Facts about Technetium 4: Isotopes
Technetium, with atomic number (denoted Z) 43, is the lowest-numbered element in the periodic table that is exclusively radioactive. The second-lightest, exclusively radioactive element, promethium, has an atomic number of 61. Atomic nuclei with an odd number of protons are less stable than those with even numbers, even when the total number of nucleons (protons + neutrons) is even.
Facts about Technetium 5: Occurrence and Production
Only minute traces of technetium occur naturally in the Earth’s crust. This is due to the fact that technetium’s half-life is only 4.2 million years.
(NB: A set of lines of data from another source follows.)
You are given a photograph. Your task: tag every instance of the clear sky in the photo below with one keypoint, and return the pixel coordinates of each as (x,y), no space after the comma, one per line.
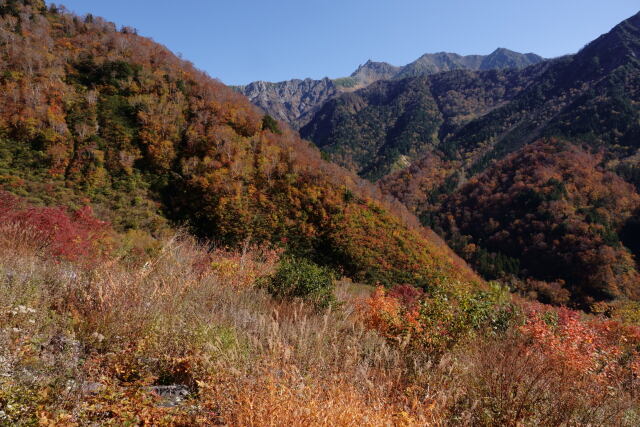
(239,41)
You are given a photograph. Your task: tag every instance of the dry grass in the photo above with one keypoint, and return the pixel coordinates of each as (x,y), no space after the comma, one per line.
(191,316)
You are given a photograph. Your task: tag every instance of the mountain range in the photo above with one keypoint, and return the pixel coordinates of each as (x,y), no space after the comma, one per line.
(294,101)
(437,142)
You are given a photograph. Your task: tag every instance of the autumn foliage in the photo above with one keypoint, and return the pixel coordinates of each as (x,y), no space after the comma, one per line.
(90,112)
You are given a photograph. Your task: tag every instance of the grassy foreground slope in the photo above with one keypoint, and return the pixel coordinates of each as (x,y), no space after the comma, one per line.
(92,336)
(92,114)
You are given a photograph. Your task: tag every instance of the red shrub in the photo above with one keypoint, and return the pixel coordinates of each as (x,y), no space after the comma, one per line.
(66,235)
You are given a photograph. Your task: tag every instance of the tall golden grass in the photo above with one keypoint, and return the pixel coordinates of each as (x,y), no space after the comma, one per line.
(82,343)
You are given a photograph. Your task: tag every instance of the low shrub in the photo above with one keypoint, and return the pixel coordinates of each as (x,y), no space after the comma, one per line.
(301,278)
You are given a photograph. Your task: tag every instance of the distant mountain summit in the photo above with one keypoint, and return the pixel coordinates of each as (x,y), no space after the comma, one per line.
(295,101)
(371,71)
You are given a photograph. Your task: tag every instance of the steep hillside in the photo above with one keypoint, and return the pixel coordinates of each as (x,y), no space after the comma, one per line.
(592,96)
(291,101)
(590,99)
(295,101)
(92,114)
(501,58)
(387,125)
(548,212)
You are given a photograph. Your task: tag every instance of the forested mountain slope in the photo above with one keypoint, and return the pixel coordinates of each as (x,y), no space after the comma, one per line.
(433,142)
(90,114)
(295,101)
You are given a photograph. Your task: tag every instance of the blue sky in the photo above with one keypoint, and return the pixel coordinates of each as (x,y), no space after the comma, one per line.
(239,41)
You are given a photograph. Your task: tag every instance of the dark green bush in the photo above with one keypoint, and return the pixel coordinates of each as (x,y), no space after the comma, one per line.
(301,278)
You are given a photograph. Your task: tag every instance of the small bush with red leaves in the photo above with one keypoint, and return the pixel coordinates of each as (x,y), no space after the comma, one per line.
(66,235)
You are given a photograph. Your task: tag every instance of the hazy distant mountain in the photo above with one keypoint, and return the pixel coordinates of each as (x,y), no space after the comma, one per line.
(294,101)
(521,170)
(290,101)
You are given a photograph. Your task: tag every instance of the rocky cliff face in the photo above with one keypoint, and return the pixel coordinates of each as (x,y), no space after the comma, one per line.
(295,101)
(290,101)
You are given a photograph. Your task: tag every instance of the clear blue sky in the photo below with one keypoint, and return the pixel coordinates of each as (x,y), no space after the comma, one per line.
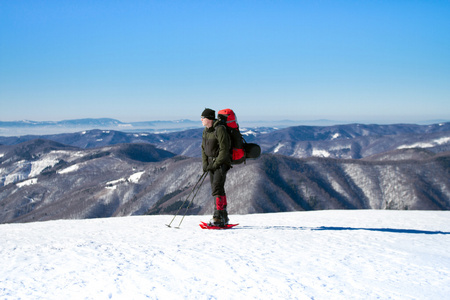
(384,61)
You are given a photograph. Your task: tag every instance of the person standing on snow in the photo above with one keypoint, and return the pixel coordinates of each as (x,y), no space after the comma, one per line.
(216,160)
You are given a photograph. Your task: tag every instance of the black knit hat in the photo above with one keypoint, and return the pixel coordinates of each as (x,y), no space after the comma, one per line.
(209,114)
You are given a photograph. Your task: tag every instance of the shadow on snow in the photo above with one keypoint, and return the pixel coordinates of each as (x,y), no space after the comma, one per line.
(391,230)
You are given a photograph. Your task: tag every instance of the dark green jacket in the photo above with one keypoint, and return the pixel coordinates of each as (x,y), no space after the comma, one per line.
(216,146)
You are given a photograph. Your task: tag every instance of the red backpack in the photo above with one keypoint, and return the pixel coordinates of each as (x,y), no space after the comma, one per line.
(228,118)
(240,149)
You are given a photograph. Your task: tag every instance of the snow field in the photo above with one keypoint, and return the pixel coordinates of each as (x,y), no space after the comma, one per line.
(302,255)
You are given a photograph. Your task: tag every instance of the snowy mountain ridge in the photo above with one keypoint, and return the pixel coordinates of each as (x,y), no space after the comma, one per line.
(44,180)
(345,254)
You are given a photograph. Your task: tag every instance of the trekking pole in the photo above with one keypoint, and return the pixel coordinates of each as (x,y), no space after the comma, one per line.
(202,178)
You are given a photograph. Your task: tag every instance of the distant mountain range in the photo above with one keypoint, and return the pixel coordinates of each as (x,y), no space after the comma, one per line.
(103,173)
(27,127)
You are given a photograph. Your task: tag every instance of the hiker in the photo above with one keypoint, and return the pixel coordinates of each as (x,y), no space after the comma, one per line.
(216,159)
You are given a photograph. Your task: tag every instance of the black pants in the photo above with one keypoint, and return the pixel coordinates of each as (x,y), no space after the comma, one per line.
(217,178)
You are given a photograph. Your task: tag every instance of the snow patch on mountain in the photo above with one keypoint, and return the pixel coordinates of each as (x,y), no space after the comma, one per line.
(434,143)
(27,182)
(320,153)
(70,169)
(135,177)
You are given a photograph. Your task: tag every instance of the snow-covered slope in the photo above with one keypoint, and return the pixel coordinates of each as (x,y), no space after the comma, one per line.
(300,255)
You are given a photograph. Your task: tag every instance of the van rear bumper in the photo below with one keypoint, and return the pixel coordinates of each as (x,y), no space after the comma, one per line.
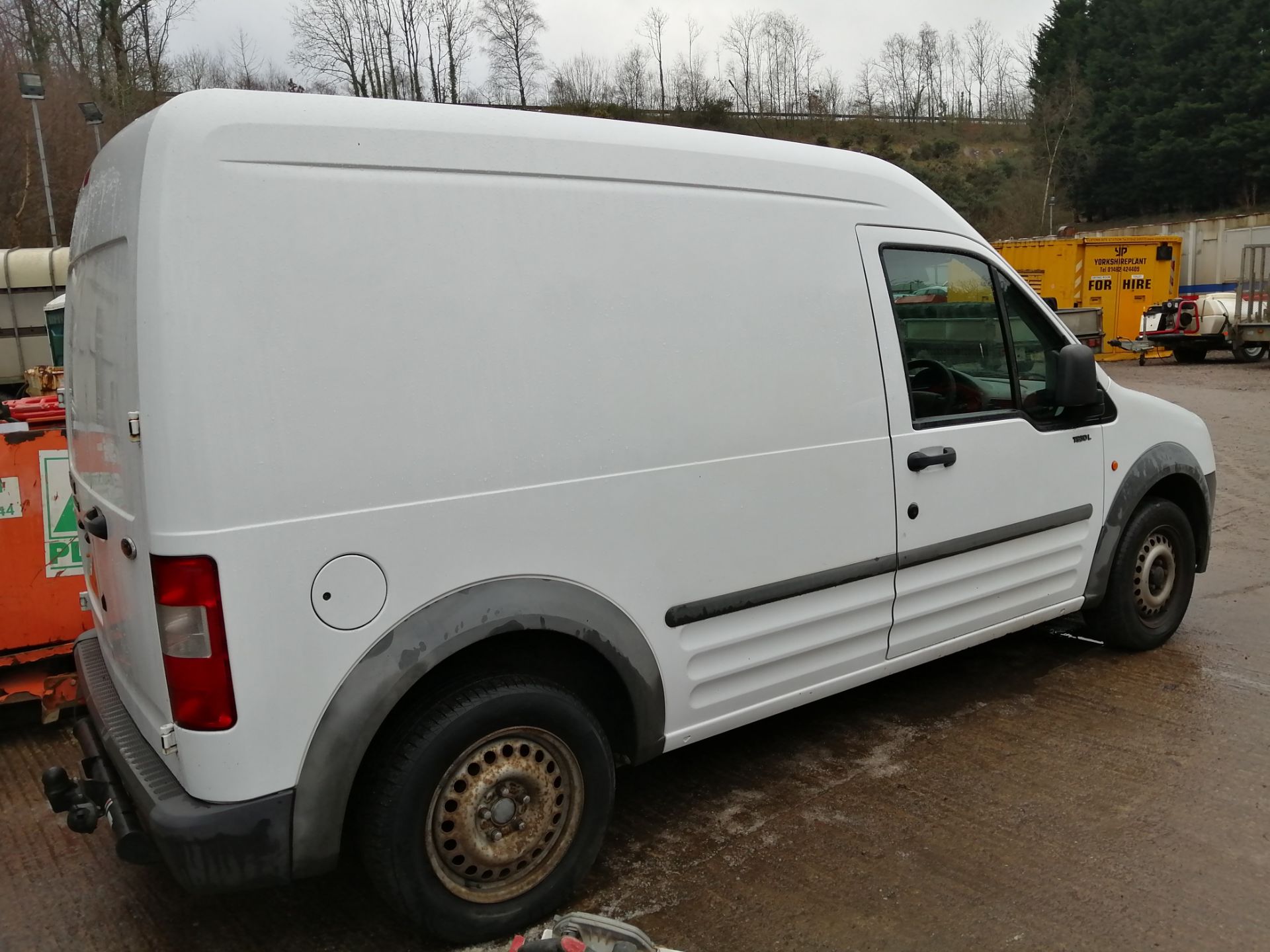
(207,847)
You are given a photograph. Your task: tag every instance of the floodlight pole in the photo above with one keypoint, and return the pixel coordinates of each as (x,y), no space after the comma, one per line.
(44,168)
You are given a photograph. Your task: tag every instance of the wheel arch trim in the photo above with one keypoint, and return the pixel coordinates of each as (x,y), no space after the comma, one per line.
(1150,470)
(417,645)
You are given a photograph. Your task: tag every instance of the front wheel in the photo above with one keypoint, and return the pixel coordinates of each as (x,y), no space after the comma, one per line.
(488,808)
(1151,580)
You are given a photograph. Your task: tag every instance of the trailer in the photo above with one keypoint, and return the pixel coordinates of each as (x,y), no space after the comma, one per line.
(1251,323)
(30,278)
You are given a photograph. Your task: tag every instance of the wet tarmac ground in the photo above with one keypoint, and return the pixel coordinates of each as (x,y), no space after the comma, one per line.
(1038,793)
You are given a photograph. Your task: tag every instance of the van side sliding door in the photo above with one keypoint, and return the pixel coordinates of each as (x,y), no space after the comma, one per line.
(999,493)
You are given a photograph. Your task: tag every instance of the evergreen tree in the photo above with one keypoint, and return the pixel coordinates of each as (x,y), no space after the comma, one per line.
(1179,103)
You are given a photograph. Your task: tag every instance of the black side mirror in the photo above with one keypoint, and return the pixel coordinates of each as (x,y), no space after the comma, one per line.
(1076,377)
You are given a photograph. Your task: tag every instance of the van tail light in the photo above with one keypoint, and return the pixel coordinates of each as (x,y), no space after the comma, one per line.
(192,634)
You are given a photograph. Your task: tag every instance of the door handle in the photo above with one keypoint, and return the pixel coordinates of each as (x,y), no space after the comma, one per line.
(920,461)
(95,524)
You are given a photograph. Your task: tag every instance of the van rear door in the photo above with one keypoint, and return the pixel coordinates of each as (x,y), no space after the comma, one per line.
(105,415)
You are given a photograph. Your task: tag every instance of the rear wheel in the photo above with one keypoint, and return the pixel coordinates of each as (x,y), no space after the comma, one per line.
(488,808)
(1249,353)
(1151,580)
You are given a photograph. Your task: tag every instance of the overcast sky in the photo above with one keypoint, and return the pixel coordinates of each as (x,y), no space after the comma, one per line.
(847,31)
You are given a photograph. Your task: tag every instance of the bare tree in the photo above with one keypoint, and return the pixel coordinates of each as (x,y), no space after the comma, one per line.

Over a thousand half-lives have passed since the formation on the Earth, meaning that less than one centiliont of 1% of primordial technetiumshould still exist.
Facts about Technetium 6: Fission Waste Product
In contrast with its rare natural occurrence, bulk quantities of technetium-99 are produced each year from spent nuclear fuel rods, which contain various fission products.
Facts about Technetium 7: Neutron Activation
Molybdenum-99 can be formed by the neutron activation of molybdenum-98. Other technetium isotopes are not produced in significant quantities by fission; when needed, they are manufactured by neutron irradiation of parent isotopes.
Facts about Technetium 8: Particle Accelerators
The feasibility of technetium-99m production with the 22-MeV-proton bombardment of a molybdenum-100 target in medical cyclotrons following the reaction 100Mo(p,2n)99mTc was demonstrated in 1971.
Facts about Technetium 9: Nuclear Medicine and Biology
Technetium-99m (“m” indicates that this is a metastable nuclear isomer) is used in radioactive isotope medical tests, for example as the radioactive part of a radioactive tracer that medical equipment can detect in the human body.
Facts about Technetium 10: Industrial and Chemical
Technetium-99 decays almost entirely by beta decay, emitting beta particles with consistent low energies and no accompanying gamma rays. Moreover, its long half-life means that this emission decreases very slowly with time.
Hope you would find those technetium facts really interesting and useful for your additional reading.